Color bravery: should you practice it?

Harriet Tubman was a courageous Black female who led
many to freedom. (Artist: H. Seymour Squyer, National Portrait Gallery)
Attorney General Eric Holder said Americans are "cowards" for not having honest conversations concerning race. Mellody Hobson, president of Ariel Investments L.L.C. and wife of a Star Wars movie director, says we need "not to be color-blind but to be color-brave." Starbucks CEO Howard Schultz announced today that his company would be putting "Race Together" messages on coffee cups to start a dialogue on race.

But should African Americans practice race-courage in 2015, especially when law enforcement is involved?

I must admit, I've lived in Marietta, Ga. for 20 years, and today was the first day I ventured into the police department building. I've gone to the county jail once to give a friend some spending money for toiletries and to the sheriff's office twice to file some papers. I try to stay away from downtown Marietta because I don't want to be pulled over for no reason...

Today I went to file a fraud report on my husband's behalf.  I went to the Cobb County Police Department where I was directed to the Sheriff's office. Everyone up to this point had been nice and civil, even going through police checkpoints into the building.

"What can I do you for?" asked the on duty officer which took me aback. I was disrespected, I thought. I waited 35 minutes with no one else in front of me before an investigator came out. He asked me "personal" questions related to a form I had completed. Our conversation was in front of two other people who were waiting to state their concerns. The entire conversation was very public which was an interesting way to have a "fraud" report filed.

The officer said my husband would have to take off work to come in himself and file the report or come in between 8 a.m. and 4 p.m. on Saturday, but to call 15 minutes ahead to make sure someone was there to take the report.  What the???

He said he couldn't verify that I was my husband's wife, even though I offered to show him that we had the same address which appeared on my driver's license. He said he couldn't call him, either. And no, I couldn't take a form to have him fill out at home. Blank forms were not allowed outside the building. And there was no form that could be filled out online.

"Since this is an important matter, your husband has to come in himself." No report or notes were taken, but he did keep the form I filled out and signed that asked for my signature and Social Security number. When I asked for it back, he said he had to keep it, but it would be shredded that night.

I waited to listen to his next conversation which was with a young black woman complaining that her ex-boyfriend had used her cellphone and racked up a lot of charges which she did not authorize.

"You're over 18, and you should have kept up with the charges on your bill." No report was taken on her either. Was it because we were two Black women trying to file problem-solving reports?

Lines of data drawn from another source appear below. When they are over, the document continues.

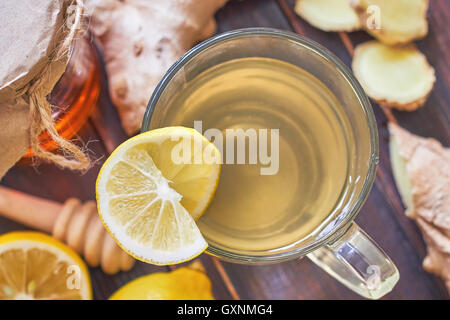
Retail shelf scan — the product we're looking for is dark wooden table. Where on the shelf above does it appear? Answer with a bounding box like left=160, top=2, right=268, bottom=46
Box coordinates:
left=0, top=0, right=450, bottom=299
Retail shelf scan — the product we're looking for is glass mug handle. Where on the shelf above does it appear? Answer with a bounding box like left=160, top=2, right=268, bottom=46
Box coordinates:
left=307, top=222, right=400, bottom=299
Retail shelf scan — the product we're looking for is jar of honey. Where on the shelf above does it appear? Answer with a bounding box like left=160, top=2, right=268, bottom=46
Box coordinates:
left=22, top=36, right=100, bottom=159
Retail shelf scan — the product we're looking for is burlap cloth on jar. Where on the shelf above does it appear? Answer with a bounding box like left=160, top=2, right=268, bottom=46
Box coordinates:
left=0, top=0, right=89, bottom=179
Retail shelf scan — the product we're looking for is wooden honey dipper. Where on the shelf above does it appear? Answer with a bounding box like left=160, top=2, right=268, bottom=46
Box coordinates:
left=0, top=186, right=135, bottom=274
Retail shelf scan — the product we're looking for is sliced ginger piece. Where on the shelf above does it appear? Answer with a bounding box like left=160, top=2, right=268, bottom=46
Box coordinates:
left=87, top=0, right=226, bottom=135
left=295, top=0, right=361, bottom=31
left=351, top=0, right=428, bottom=45
left=389, top=123, right=450, bottom=291
left=417, top=218, right=450, bottom=292
left=352, top=40, right=436, bottom=111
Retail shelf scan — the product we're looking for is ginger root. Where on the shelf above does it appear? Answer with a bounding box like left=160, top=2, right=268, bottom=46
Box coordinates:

The badge stood out, and our time was wasted. No reports were filed. Justice was not served. Maybe payback for recent complaints about police brutality in Ferguson, Mo. and Coconut Creek, Fla.

I talked to my son about this, and his response was that I was dealing with overworked, ill-paid and ill-trained government officials, a stereotyped view of those who are supposed to be protecting and serving us. He said it was nothing against me and was probably just how the county's system works.

Only men with guns know for sure.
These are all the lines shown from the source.